なかでも髪の生え際や耳の後ろはすすぎ残しが多い部分なので、意識してしっかりと洗い流してください。
ドライヤーでの乾かし方と頭皮ケア
濡れた髪はキューティクルが開いてダメージを受けやすい状態です。タオルで優しく水分を拭き取ったら、すぐにドライヤーで乾かしましょう。
頭皮から20cmほど離し、同じ場所に熱が集中しないようにドライヤーを動かしながら、根元から先に乾かすのがコツです。
完全に乾いたら、保湿ローションなどで頭皮のケアを行うとさらに効果的です。
よくある質問
「このシャンプーを使えば必ず薄毛が治る」「このシャンプーを使えば必ず髪がきれいになる」といった、特効薬のようなシャンプーはなかなかありません。
また、他の人にとってはとても良いシャンプーであっても、「自分には合わない」というものもあります。
そのため、口コミや評判、おすすめランキングなどは参考程度にとどめると良いでしょう。
「これ!」と思えるシャンプーに出会えるまでにはある程度の本数を試す必要があるかと思いますが、ご自身の髪質や頭皮の状態を確認し、それに合った成分が含まれるシャンプーを選びましょう。

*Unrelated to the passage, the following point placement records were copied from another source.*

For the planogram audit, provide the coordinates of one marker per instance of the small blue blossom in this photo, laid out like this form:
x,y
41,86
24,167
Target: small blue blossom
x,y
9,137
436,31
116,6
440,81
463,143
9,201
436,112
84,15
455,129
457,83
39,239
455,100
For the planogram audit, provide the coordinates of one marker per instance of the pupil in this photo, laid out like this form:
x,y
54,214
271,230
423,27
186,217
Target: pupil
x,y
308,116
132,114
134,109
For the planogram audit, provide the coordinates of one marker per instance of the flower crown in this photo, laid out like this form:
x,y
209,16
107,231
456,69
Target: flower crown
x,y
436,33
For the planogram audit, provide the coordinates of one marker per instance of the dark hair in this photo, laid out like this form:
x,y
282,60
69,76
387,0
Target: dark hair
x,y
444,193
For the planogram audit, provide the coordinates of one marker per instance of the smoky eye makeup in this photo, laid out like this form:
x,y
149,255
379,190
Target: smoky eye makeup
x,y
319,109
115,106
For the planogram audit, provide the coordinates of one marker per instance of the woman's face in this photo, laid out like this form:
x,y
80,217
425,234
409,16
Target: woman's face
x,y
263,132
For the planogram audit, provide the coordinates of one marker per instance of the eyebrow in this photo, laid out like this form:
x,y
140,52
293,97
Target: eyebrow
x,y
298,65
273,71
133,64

- 薬用シャンプーと一般のシャンプーの違いは何ですか?
-
薬用シャンプー(医薬部外品)は、フケやかゆみを防ぐ、育毛、殺菌などの効果が認められた「有効成分」が一定の濃度で配合されています。
一方、一般のシャンプー(化粧品)は髪と頭皮を洗浄し、清潔に保つことを主な目的としています。
特定の悩みがある場合は、薬用シャンプーが選択肢の一つになります。
- シリコンは本当に髪に悪いのですか?
-
シリコンが一概に「悪い成分」というわけではありません。髪の表面をコーティングして指通りを良くし、摩擦によるダメージから守るという利点があります。

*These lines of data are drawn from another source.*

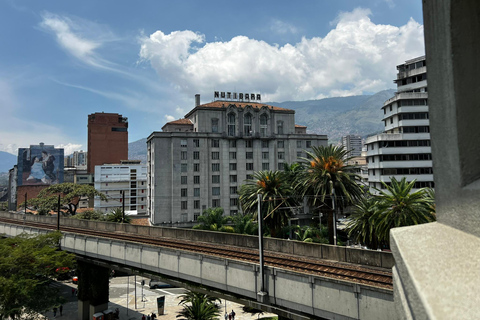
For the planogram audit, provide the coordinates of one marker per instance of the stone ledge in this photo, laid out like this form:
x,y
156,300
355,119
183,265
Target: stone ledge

しかし、頭皮に付着してすすぎ残されると毛穴詰まりの原因になり得るため、薄毛が気になる方や頭皮環境を重視する方は、シリコンが含まれていない「ノンシリコンシャンプー」を選ぶほうが安心かもしれません。
- シャンプーは毎日したほうがいいですか?
-
基本的には、その日の汚れはその日のうちに落とすため、毎日シャンプーすることが推奨されます。

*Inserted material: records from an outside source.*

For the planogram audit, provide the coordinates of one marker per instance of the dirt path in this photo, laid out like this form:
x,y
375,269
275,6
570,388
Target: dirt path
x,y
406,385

ただし、乾燥が非常に強い方や頭皮トラブルがある場合は、状態に応じて2日に1回にするなど調整が必要です。洗いすぎによる乾燥も良くありません。
ご自身の頭皮の状態を観察しながら頻度を決めていきましょう。
- 高価なシャンプーほど効果がありますか?
-
効果なシャンプーのほうが効果がありそうな気がしてしまいますが、価格と効果は必ずしも比例しません。
高価なシャンプーは、質の良い洗浄成分や豊富な美容成分を使用している傾向がありますが、最も重要なのは「自分の頭皮や髪質に合っているか」です。
価格に惑わされず、成分表示をしっかり確認して自分に合ったものを選ぶことが、健やかな頭皮への一番の近道です。